ラベル収集ノススメ
BJA1期生の富江弘幸です。今回はビールのラベルについて書きたいと思います。
ビールの楽しいところはいろいろとありまして、その楽しみ方も人それぞれ。ビールはお酒ですので、もちろん飲んでおいしい、楽しい、と思うことが一番ですが、ちょっと視点を変えてラベルにも注目してみてはいかがでしょうか。
私はビールをボトルで飲んだ際には、ラベルをはがしてスクラップしています。何気なく飲んでいるビールのラベルをよく見てみると、意外な発見があったりして面白いのです。面白いデザインのビールを見つけると、そのときに飲みたいスタイルなどは関係なくジャケ買いしてしまいます。また、発見が一切なくてもスクラップしておくだけで、しばらく経ってから見直したときに、それを飲んだシチュエーションを思い出したりして楽しいものです。
今回は私がスクラップしてあるものの中から、気に入っているデザインのラベルをいくつかご紹介します。
ルーベンスの「アダムとイヴ」という絵をパロディ化したもの。ルーベンスの「アダムとイヴ」の絵では、イヴが禁断の果実を口に運ぶところが描かれていますが、このラベルでイヴが手に持っているのはビール。アダムもビールを持っています。乾杯。
なぜか鳥が乾杯しています。このビールを造っているドゥ・ドレ醸造所のラベルはどの銘柄もポップで楽しいものばかり。このアラビア(Arabier)も含め、Oerbier、Boskeun、Dulle Teve、Stille Nachtも魅力的なキャラクターが描かれていますが、なぜかStoutだけはシンプルな建物のイラストだったりします。
乾杯系をもうひとつ。このおじさん、釣りをしにきたようで後ろに釣竿を立てかけていますが、左側に見える釣り針には栓抜きがひっかかってます。もう魚を釣るのを諦めたのでしょうか。それでもビールがあれば幸せ、という顔をしています。乾杯。
ジャケ買いです。説明不要。ラベルだけでベルギービールを飲んでいる気になります。
もうひとつジャケ買いしたビール。この醸造所の近くにある養豚場の豚が、このビールと同じ酵母を食べていたことに由来するようです。
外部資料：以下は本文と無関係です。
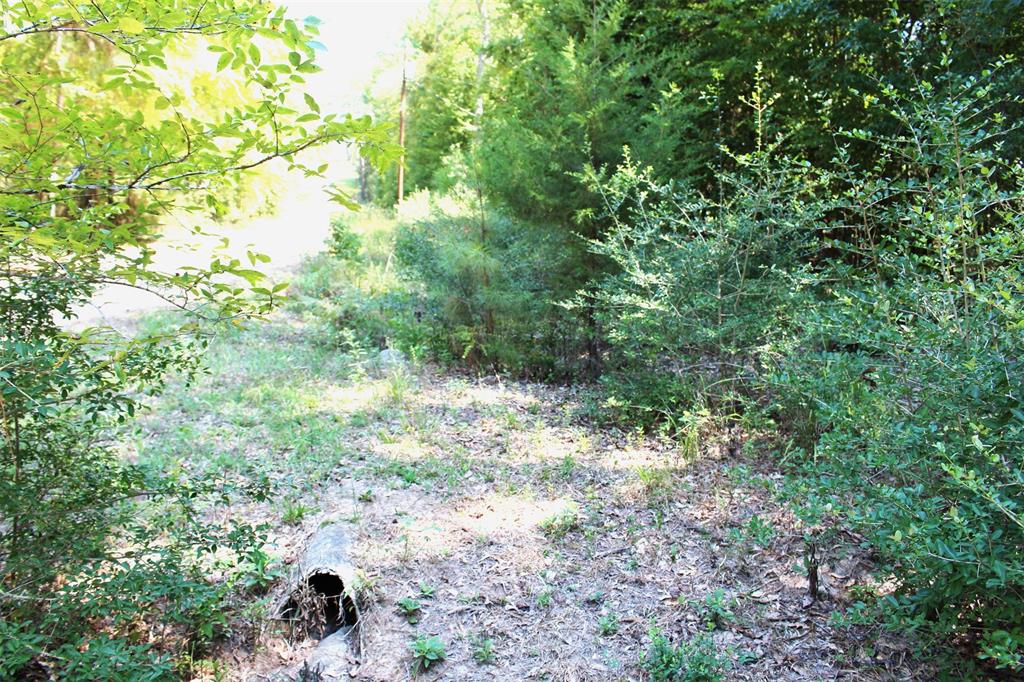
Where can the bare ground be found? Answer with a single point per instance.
(511, 519)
さらに動物系を。凶暴な犬が赤い顔をしてにらんでいますが、ビールの味は甘め。アルコール度数も5%とそれほどこわくありません。ボトルネックの部分には、首輪が描かれたラベルが巻かれています。
ヘアーオブザドッグブルワリーのアメリカンペールエールです。「Hair of the dog」とは「迎え酒」という意味ですが、この醸造所は迎え酒にはキツそうなハイアルコールのビールを多く造っています。この醸造所のウェブサイトには全部で10銘柄のラベルが紹介されており、うち3銘柄は犬が同じ帽子をかぶっていますが、それ以外はそれぞれ異なる帽子になっています。こういう顔のおじさん、いますよね。
見慣れたキリンさん。秋味は和のテイストのイラストなので、外国人にも受けそうな気がします。これは2012年のラベルですが、毎年変わっているので見比べるのも面白いです。
デ・モーレン醸造所のラベルはシンプル。ビールについていろいろ知りたい人にもありがたいラベルです。モルトやホップに何を使っているかという原料の情報や、7度で飲むのがおすすめ、といった情報が書いてあります。海外のビールは醸造所のウェブサイトにこういった情報が載っていることが多いですが、ラベルに書いてあると助かりますね。
伊達政宗のほかには片倉小十郎、支倉常長、仙台七夕祭り、と4種類。伊達政宗と片倉小十郎のイラストは兜の飾り、支倉常長は家紋が描かれています。では、仙台七夕祭りは…というと、伊達家の家紋でした。個人的には伊達成実も造ってほしかったな…と歴史好きは思うわけです。
最後はタモリカップビール。店で見かけて「これは!?」と思い、即購入。このビールは、タモリ氏が名誉会長を務めるヨットレース「タモリカップ」のバーベキューパーティーのために造ったビールだそうです。
いかがでしょうか。ブルワリーの方々は、いかにおいしいビールを造るかということに力を入れていますが、そのビールを手にとってもらうために、どんなデザインにしたらいいかということもいろいろと考えていると思います。ちょっと気にして見るだけで面白い発見があったりしますので、ラベルを見ながらビールを飲んでみるのも楽しいですよ。ラベルをスクラップしつつ、テイスティングコメントを書いておくのもいいでしょう。まずは今飲んでいるビールのラベル、はがしてみませんか?